Sasaki hob kurz die Hand, dann lief er wieder zurück die Straße entlang, zur Bäckerei, wo seine Mutter bereits nach ihm rief.
Etwa eine halbe Stunde später klingelte Akari an Noris Haustür.
"Da bist du ja schon! Ich muss mich noch kurz fertig machen." Nori ließ sie hinein und lief dann schnell wieder ins Bad, um sich die Haare zu kämmen.
Akari lächelte leicht. Sie war schon daran gewöhnt und brachte solange ihre Schulsachen in Noris Zimmer.
Letztendlich saßen sie beide in der Bahn und fuhren in die Innenstadt.
Nori hatte bereits einen Karaokeraum reserviert, da sie wusste, wie unangenehm es Akari war, mit den Angestellten zu reden und warten zu müssen.
"Mit welchem Lied fangen wir an?" Nori ließ sich auf die gepolsterte Sitzbank fallen, die zwei Wände des kleinen Raumes einnahm.
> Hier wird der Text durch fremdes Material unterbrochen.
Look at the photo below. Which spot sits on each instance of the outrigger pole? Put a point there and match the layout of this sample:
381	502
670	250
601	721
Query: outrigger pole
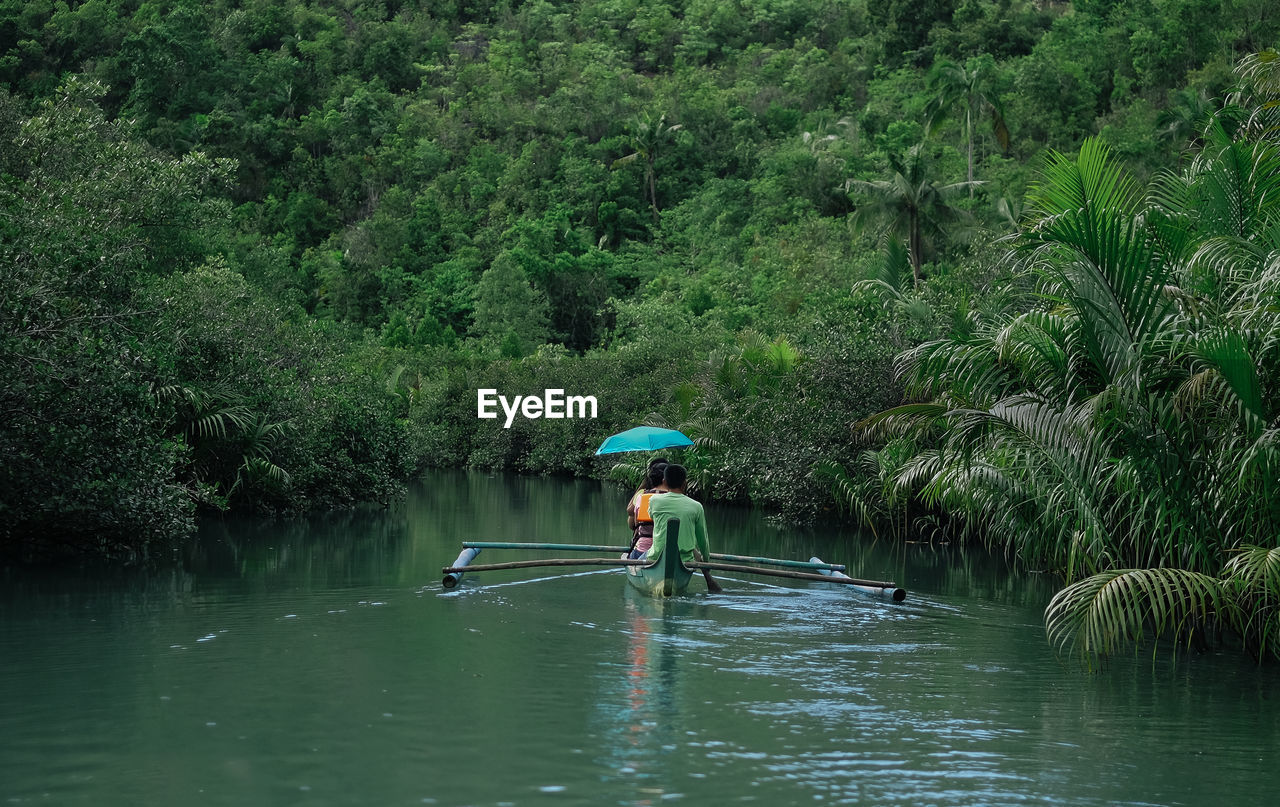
827	573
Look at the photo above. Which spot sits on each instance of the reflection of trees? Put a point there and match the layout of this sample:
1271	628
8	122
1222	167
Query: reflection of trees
336	548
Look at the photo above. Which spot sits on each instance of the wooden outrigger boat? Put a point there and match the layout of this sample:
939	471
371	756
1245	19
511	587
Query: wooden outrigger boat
668	575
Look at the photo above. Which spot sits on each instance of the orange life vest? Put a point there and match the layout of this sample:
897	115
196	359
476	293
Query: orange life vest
643	510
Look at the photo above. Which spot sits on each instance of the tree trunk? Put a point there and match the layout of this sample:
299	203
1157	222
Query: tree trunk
913	247
968	123
653	192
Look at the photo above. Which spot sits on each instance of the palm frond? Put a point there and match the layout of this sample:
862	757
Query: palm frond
1100	614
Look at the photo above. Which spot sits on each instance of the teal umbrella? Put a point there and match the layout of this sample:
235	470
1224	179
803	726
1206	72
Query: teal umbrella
643	438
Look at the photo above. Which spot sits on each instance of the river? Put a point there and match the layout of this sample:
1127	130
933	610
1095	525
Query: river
319	661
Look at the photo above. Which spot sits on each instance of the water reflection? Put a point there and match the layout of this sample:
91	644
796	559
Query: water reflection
334	669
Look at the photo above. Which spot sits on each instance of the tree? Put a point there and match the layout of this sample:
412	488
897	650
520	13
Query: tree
1120	428
648	136
508	306
908	205
970	87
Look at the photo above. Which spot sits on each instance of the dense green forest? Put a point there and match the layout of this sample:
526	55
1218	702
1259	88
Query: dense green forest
261	255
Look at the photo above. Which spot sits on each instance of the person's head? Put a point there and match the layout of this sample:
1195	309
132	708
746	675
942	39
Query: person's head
675	477
656	475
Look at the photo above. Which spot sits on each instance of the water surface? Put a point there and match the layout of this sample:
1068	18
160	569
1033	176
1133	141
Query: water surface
319	661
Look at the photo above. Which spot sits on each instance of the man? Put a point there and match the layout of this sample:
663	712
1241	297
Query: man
693	521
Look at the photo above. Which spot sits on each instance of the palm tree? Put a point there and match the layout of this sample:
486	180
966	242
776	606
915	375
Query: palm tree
648	136
969	87
908	205
1121	427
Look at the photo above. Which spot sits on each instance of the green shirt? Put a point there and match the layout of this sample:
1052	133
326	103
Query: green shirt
693	525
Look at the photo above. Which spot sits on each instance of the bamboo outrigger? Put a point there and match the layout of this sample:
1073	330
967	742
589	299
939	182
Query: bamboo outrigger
667	575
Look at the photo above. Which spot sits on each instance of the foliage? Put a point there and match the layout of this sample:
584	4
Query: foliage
1128	396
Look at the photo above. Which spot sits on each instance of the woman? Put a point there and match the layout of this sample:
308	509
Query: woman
638	509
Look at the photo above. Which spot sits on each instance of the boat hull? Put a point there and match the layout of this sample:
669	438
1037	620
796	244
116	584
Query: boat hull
658	580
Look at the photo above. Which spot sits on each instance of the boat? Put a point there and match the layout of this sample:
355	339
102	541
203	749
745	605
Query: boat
667	575
670	574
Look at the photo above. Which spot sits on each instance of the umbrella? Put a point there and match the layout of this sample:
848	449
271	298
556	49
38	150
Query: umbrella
643	438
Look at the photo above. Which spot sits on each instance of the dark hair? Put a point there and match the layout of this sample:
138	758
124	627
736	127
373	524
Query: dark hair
656	475
675	477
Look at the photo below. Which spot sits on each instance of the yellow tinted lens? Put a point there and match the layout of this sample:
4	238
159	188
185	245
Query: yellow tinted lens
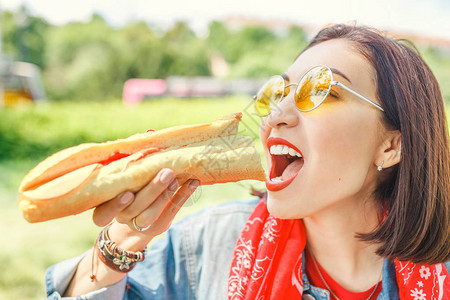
268	95
313	88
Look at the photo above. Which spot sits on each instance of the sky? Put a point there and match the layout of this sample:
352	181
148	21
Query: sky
427	17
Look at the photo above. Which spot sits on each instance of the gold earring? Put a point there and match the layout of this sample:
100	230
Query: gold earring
380	166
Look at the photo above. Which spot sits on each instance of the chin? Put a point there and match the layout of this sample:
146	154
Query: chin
280	209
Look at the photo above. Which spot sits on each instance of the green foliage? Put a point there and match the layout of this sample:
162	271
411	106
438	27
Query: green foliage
33	132
30	133
92	60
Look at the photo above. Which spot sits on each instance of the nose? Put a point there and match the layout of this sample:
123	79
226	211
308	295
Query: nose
284	114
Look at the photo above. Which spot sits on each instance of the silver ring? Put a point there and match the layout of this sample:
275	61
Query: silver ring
140	228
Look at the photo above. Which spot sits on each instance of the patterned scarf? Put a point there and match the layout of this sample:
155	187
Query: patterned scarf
267	264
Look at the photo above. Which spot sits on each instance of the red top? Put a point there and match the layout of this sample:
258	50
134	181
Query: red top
339	291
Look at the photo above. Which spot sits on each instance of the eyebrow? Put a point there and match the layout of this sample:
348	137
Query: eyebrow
334	70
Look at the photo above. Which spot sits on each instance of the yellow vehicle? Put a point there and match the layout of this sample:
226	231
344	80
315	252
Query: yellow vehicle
20	82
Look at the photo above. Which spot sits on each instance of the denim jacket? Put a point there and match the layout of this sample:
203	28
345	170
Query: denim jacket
191	262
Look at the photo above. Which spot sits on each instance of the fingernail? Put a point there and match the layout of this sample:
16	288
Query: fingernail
173	186
167	176
194	184
126	198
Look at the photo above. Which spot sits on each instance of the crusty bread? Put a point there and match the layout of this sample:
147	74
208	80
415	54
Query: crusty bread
217	155
76	157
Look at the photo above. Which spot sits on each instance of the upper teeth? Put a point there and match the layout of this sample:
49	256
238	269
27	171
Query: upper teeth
282	150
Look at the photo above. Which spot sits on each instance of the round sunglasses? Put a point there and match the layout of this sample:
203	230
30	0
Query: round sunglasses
311	91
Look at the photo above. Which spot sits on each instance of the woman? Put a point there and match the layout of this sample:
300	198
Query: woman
357	206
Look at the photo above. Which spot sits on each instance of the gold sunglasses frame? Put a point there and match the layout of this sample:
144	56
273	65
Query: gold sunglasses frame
332	82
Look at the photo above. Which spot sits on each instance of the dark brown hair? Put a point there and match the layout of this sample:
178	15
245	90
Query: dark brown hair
415	193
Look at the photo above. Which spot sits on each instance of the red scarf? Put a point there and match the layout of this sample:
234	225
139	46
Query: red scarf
267	264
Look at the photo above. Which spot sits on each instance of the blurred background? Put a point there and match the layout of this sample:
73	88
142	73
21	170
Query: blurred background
90	71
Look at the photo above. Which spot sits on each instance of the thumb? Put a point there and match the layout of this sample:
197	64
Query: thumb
106	212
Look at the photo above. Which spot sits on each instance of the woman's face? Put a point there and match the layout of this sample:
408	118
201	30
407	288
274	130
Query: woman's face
338	140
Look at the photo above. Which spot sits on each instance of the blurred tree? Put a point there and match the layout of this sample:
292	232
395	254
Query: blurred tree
24	36
184	53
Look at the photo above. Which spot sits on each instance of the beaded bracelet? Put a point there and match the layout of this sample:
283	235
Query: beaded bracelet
113	256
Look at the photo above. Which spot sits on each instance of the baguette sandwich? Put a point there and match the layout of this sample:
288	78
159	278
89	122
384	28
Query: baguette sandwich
76	179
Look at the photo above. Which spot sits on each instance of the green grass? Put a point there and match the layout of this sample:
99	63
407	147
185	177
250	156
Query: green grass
30	133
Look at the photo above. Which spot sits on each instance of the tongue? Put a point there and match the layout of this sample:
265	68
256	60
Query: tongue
292	169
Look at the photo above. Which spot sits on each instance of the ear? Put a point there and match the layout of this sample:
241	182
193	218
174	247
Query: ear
389	152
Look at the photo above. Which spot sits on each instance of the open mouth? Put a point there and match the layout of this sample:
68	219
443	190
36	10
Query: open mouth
287	161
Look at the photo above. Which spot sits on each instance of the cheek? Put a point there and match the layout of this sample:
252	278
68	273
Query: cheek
345	151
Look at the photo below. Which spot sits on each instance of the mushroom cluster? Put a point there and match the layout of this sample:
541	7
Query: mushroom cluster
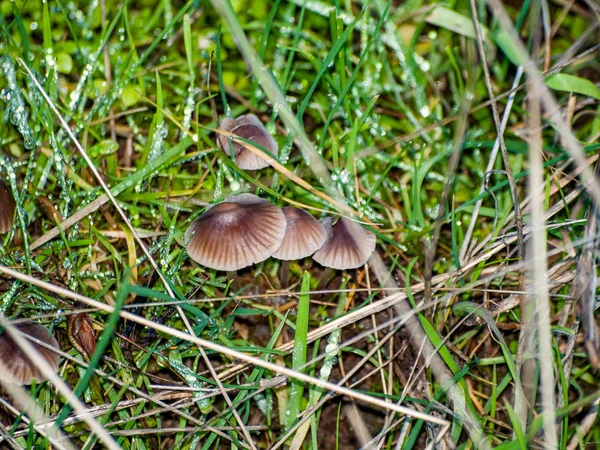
250	128
15	365
244	229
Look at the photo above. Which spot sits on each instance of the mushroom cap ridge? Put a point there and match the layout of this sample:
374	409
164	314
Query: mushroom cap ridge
304	235
15	366
348	245
240	231
251	128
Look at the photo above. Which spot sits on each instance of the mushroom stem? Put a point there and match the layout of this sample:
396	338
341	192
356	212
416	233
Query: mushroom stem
324	279
284	279
235	281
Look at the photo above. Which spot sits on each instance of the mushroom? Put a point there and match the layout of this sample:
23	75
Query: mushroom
15	365
251	128
7	208
304	235
240	231
348	246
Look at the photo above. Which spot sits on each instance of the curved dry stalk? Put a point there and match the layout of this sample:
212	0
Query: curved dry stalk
540	269
358	396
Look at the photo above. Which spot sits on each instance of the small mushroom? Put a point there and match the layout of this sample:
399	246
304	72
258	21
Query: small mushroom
348	246
304	235
7	208
15	366
240	231
251	128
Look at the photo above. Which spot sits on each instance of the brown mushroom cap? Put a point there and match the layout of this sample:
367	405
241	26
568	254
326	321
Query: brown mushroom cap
304	235
348	245
15	366
7	208
251	128
240	231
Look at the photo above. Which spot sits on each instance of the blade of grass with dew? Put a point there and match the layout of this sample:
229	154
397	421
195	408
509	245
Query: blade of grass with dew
352	78
474	308
159	163
103	342
271	88
226	107
332	351
296	389
572	83
189	100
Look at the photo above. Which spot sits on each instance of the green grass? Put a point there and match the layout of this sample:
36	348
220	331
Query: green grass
367	101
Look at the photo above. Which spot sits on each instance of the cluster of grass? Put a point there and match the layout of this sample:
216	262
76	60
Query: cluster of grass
382	111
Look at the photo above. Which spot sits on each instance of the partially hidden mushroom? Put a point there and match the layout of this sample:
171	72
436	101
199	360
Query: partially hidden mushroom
15	365
7	208
240	231
248	127
304	235
348	246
Gegenüber der Tür hing ein großer Bildschirm an der Wand und in der Mitte, vor der Bank, stand ein kleiner Tisch, auf dem drei Mikrophone, eine Speisekarte und das Tablet zur Liedauswahl lagen.
Akari stellte vorsichtig ihren Eistee ab, den sie direkt am Anfang bestellt hatte, denn ein Getränk pro Person war Pflicht. Das war sogar ganz angenehm, weil sie dann nichts extra bestellen mussten.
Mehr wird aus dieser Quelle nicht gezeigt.